MINDFULNESS MATTERS: Using “Forest Bathing” to Manage Stress
by Cynthia Runge
How nature and the practice of forest bathing can help you deal with stress during a divorce.
According to the World Health Organization, the term “burnout” is now an official medical diagnosis. Although the diagnosis is focused on employment or unemployment related stress, this new diagnosis gives even more credence to the effects of stress on our bodies and minds. Anyone going through a divorce can empathize with the effects of stress in the context of divorce. So what are some strategies you can use to help counter the effects of stress if you are going through this process?
“Forest Bathing” is a practice in Japan that is scientifically proven to help improve your health. The idea is that by being in the presence of trees, you can help reduce your stress levels.
See Forest Bathing Health Benefits
The QZ article notes that, “Experiments on forest bathing conducted by the Center for Environment, Health and Field Sciences in Japan’s Chiba University measured its physiological effects on 280 subjects in their early 20s. The team measured the subjects’ salivary cortisol (which increases with stress), blood pressure, pulse rate, and heart rate variability during a day in the city and compared those to the same biometrics taken during a day with a 30-minute forest visit.
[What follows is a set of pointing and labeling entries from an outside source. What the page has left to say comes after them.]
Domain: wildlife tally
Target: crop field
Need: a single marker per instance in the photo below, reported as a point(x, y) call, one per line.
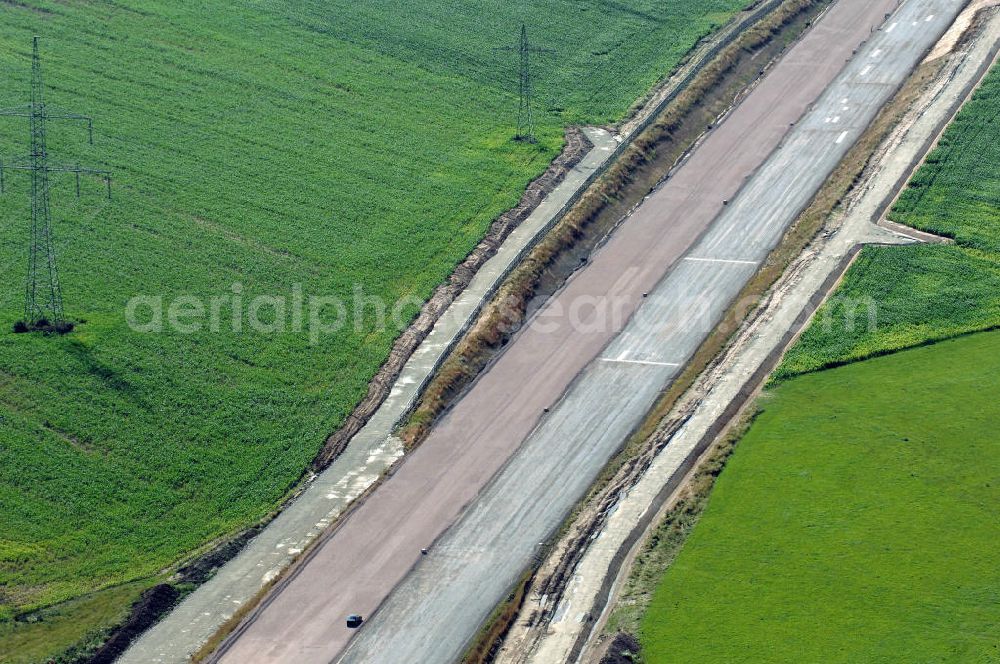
point(855, 522)
point(258, 149)
point(920, 294)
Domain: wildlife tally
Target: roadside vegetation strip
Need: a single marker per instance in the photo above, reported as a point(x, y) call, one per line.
point(711, 91)
point(899, 297)
point(682, 395)
point(263, 147)
point(854, 522)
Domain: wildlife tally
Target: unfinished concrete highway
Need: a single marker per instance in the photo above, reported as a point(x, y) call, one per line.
point(499, 473)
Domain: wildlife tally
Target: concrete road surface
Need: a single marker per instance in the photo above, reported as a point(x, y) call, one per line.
point(591, 356)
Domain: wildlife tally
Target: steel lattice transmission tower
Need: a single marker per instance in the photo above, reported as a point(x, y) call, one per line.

“‘Forest environments promote lower concentrations of cortisol, lower pulse rate, lower blood pressure, greater parasympathetic nerve activity, and lower sympathetic nerve activity than do city environments,’ the study concluded.”
Being out in nature, even if it is only in a city park, can help you to replenish a weary heart and mind. You may have noticed the calming effect of nature on your own mind and body after you have been outside, especially now that warmer weather is upon us.
Who knew there was a scientific reason for that? Now, where is that Fitbit?